First, is this a reaction to India's growing influence in Afghanistan? The answer is yes and no. Yes, there is certainly concern within Pakistan that India's activities in Afghanistan are giving it 'strategic depth' at a level that makes Pakistan uncomfortable. No, India's development-related activities in Afghanistan cannot be a justification for wanton acts of terror.

India has no military presence in Afghanistan. It has built a 281 KM road that connects the landlocked country to Iran (and by extension to seaports). It has installed a new power transmission line to bring 24-hour electricity to Kabul. In addition, there are projects for building hospitals, women's training, administrative training, hydropower, solar power, etc. (A fuller listing of development activities can be found here.) Unlike other countries which have built fortresses out of their embassies, and despite the bombings last year as well, India has refused to move its embassy out of a commercial part of Kabul. India believes that a simultaneous and fuller engagement in many sectors of Afghan society and economy is a more constructive approach to nation building than merely military activities.

Many argue that this is mere hogwash, that India has ulterior motives in giving more than $1 billion in aid and that this is just another segment of the Great Game. At one level, this is an obvious point. All official development assistance has explicit political purposes. No one can dispute that.
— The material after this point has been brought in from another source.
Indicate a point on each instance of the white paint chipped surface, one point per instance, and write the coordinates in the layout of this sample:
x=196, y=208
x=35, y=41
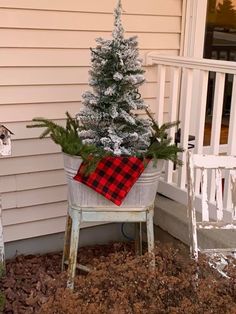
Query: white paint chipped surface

Further, all countries have intelligence assets in regions where their national interests are affected, including in friendly countries. The question should not be whether India has interests in Afghanistan, but how is it exercising its influence? To suggest that development assistance has political motives would imply that diplomatic contact between sovereign states cannot ever be possible without hints of political suspicion. More importantly, there is a tendency to paint the actions of different countries differently. Thus, NATO/western assistance is meant to 'win hearts and minds' whereas Indian assistance is called 'meddling' in Afghanistan's affairs. Diplomacy is the art of finding common interests. The explicit Indian and Afghan position is that it is mutually beneficial for both countries that India engage in development activities there rather than put troops on the ground. This is why India's activities in Afghanistan cannot be equated to NATO's; nor can terrorism against Indian civilians (diplomats as well as private workers, road-builders, engineers, medical personnel, teachers, administrators) be justified.

A second question: do these attacks prove that India (and Kashmir) must be roped in an Af-Pak strategy? This was the original plan of the Obama administration. But there is a serious risk in linking Kashmir to the Af-Pak issue. Just because groups linked to the Taliban are tactically deployed in Kashmir does not make it the same problem. Linking the two would be only a short-term military tactic; it would not resolve the underlying political factors that drive the two conflicts. The administration believes that resolving the Kashmir problem (or in the least easing tensions between India and Pakistan) would free up Pakistani forces to fight the Taliban on its western border. But this would not necessarily increase political stability in Afghanistan. The Af-Pak border has never been accepted by the Pashtuns, an ethnic-political grievance that has taken on religious dimensions. That is a political issue that Pakistan and Afghanistan would have to resolve together - and it is going to be a long process. Kashmir has nothing to do with it. That does not mean that Pakistan's tensions with India do not distract it from the Afghan war effort. The point is that the problems are different and need different political solutions. What is militarily imperative in the short term is not a long-term political solution.